For TCTMD, Abraham pointed out that a wide range of speech recognition and processing technologies are currently being investigated, both in the field of heart failure and beyond, calling it a research area. exciting. As for this specific technology, “this is the first time we’ve studied this technology in the outpatient setting” for patients with heart failure, he noted, “which is really exciting.”
After his last-minute presentation on Saturday, panelists and audience members wondered if he had researched whether voice-recognition technology worked better or worse with different accents or languages, or whether things like humidity and temperature, which could affect speech, made a difference.

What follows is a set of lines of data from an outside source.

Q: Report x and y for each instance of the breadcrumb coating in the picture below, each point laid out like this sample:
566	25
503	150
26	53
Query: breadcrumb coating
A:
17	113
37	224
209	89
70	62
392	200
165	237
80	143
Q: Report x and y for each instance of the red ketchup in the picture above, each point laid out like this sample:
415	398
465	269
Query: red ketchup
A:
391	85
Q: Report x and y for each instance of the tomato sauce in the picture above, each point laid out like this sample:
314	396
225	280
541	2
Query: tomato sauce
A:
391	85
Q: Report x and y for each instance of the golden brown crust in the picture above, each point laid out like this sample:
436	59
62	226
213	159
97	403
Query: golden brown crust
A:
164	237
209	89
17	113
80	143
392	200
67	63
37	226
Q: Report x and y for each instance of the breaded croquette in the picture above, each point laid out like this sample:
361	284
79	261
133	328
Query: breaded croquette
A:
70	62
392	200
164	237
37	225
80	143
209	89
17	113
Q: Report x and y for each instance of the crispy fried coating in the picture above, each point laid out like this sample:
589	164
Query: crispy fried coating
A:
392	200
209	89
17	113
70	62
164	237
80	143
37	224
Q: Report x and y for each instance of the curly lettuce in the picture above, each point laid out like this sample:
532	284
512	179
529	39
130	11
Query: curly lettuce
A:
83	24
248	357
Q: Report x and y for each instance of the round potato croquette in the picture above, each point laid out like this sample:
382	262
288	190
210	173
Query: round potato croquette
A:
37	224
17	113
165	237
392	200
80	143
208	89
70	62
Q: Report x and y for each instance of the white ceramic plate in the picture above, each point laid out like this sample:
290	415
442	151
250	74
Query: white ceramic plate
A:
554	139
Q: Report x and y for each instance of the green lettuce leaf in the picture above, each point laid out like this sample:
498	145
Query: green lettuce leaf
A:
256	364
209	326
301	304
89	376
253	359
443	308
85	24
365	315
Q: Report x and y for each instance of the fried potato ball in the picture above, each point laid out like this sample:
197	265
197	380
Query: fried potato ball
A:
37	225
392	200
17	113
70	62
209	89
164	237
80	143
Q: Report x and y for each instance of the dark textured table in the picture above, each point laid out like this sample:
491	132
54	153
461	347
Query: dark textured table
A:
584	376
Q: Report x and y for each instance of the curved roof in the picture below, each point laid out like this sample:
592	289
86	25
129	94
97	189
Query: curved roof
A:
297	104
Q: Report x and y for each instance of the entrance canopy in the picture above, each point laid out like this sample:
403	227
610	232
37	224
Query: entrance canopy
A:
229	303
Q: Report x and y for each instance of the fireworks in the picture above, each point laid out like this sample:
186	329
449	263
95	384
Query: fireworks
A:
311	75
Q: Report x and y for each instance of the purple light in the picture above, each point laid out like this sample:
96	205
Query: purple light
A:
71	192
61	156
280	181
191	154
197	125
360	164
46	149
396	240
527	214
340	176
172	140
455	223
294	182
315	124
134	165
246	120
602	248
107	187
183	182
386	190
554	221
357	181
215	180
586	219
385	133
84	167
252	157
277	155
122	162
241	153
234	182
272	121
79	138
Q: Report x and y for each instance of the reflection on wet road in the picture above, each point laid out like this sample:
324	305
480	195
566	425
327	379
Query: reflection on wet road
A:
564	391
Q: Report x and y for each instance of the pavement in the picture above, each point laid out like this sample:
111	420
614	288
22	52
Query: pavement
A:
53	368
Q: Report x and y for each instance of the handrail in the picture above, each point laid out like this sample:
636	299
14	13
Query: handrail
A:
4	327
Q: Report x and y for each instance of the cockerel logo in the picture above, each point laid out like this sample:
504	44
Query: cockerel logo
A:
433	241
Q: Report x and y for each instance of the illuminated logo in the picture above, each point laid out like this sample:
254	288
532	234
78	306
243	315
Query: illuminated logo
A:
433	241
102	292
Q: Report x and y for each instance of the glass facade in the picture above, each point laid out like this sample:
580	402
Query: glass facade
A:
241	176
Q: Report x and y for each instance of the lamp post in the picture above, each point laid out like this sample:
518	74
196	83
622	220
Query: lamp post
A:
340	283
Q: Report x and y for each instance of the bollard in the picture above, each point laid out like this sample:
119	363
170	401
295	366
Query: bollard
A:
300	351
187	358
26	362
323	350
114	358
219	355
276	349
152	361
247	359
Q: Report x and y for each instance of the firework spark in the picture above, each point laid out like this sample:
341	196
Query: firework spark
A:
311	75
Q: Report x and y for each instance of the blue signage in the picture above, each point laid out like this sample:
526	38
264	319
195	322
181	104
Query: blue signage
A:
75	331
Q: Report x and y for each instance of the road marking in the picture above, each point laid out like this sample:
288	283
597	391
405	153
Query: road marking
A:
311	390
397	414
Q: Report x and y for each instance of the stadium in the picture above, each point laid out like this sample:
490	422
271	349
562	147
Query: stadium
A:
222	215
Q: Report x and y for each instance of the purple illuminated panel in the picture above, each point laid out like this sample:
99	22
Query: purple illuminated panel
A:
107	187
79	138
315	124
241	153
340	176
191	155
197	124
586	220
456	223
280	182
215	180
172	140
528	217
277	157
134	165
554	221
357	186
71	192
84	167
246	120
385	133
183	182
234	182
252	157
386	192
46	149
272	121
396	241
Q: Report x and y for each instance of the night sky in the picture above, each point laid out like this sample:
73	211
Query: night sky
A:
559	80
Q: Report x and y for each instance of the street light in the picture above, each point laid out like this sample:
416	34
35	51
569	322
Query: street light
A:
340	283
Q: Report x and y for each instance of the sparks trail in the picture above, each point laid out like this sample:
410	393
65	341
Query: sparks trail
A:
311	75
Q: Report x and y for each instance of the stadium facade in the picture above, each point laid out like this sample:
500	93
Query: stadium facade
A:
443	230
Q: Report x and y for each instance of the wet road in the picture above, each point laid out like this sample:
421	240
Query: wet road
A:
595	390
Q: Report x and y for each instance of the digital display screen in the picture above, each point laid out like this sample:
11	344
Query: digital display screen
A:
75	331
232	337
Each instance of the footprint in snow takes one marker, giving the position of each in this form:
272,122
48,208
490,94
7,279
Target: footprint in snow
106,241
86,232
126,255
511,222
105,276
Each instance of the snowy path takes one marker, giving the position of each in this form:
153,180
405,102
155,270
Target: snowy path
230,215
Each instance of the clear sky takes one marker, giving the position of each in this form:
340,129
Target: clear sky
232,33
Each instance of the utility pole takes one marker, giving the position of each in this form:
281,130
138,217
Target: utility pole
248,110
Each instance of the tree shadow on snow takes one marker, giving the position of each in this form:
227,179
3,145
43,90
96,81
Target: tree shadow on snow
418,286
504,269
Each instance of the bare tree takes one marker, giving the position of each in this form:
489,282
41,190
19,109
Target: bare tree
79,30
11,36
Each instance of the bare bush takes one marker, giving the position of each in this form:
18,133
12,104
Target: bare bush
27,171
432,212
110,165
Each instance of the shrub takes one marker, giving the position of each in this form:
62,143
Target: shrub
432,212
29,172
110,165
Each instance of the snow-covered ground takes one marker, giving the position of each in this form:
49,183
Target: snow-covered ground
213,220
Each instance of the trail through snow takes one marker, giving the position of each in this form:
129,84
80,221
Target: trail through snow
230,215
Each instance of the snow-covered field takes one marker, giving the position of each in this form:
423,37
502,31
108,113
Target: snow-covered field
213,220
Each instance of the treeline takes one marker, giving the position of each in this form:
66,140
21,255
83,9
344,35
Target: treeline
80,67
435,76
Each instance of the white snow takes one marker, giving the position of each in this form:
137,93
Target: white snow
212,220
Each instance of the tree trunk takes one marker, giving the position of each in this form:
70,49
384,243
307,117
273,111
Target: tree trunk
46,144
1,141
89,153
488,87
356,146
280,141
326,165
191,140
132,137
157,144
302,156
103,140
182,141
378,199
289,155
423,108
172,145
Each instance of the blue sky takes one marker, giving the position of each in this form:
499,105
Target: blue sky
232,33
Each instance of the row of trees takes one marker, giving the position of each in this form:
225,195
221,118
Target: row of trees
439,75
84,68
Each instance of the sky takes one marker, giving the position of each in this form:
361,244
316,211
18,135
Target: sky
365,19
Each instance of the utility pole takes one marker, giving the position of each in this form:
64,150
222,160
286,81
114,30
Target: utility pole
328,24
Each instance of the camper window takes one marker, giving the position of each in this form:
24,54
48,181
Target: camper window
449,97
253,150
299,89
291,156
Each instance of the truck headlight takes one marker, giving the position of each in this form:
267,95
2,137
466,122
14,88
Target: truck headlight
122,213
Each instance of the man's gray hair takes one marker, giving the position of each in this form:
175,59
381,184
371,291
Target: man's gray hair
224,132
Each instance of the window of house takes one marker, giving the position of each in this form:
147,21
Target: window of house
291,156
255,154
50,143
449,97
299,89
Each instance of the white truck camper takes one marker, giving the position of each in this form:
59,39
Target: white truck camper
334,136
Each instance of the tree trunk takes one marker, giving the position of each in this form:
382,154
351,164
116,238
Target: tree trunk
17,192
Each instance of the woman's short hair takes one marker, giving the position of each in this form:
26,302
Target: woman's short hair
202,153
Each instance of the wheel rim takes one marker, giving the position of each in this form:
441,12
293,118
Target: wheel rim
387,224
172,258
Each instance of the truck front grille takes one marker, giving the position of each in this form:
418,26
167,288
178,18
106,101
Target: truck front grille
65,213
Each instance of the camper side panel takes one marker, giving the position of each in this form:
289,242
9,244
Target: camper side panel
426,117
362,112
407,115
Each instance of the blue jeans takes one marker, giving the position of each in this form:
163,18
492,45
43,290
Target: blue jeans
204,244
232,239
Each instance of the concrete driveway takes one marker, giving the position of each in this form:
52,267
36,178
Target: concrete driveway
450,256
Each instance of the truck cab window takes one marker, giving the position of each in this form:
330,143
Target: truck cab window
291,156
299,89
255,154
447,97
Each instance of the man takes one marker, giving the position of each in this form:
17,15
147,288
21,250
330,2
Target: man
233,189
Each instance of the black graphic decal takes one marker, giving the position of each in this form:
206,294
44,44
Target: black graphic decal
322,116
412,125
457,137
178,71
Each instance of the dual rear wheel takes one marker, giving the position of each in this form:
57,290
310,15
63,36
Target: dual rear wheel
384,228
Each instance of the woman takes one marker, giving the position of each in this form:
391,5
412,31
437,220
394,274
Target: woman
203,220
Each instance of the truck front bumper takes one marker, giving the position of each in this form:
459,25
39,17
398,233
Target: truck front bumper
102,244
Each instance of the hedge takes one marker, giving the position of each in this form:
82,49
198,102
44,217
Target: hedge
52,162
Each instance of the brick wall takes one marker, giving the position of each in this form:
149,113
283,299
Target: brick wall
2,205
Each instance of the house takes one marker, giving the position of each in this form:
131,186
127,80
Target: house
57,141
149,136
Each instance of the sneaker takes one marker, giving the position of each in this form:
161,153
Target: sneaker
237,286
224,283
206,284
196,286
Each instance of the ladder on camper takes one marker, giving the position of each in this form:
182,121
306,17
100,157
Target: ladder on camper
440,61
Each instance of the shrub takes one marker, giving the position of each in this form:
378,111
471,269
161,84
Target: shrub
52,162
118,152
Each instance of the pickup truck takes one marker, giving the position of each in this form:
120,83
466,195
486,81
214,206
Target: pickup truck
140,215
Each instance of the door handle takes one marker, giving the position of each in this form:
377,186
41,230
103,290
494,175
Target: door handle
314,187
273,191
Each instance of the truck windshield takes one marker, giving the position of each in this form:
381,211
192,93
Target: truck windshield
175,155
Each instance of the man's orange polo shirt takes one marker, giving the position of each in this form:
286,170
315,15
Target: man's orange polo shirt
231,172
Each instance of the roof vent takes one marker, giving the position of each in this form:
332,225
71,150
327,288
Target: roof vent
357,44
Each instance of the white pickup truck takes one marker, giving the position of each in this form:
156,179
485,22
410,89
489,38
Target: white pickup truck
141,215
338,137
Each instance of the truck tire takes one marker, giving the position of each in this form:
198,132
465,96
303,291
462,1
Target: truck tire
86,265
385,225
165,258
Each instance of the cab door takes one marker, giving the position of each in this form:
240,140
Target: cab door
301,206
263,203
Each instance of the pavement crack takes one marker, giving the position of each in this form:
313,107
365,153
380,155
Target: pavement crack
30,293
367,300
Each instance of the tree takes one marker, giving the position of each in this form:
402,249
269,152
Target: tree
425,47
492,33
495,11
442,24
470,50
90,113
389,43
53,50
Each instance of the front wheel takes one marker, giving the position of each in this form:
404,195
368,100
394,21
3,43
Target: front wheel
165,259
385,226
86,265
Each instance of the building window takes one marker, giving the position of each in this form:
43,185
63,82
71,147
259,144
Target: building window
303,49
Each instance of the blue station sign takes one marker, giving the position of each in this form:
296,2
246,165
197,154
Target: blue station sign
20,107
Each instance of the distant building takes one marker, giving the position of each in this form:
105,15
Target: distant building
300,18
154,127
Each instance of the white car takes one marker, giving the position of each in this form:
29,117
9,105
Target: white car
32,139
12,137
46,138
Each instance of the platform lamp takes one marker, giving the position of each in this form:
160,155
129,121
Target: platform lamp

First addressing the issue of accents and languages, Abraham noted that a trial is just beginning in the United States, so it will be interesting to see how the technology performs against, for example, southern accents. United States compared to those in the north. “I think it worked well in several different languages, so it will probably work well in different dialects in the United States and other geographies as well,” he predicted.
As for how climate or geography might influence interpretation, “that’s a great question,” he said. “As far as I know, it works the same in different kinds of environmental conditions,” Abraham continued. “But don’t take that answer to the bank, because I don’t know if it’s well researched. I will have to study this for you.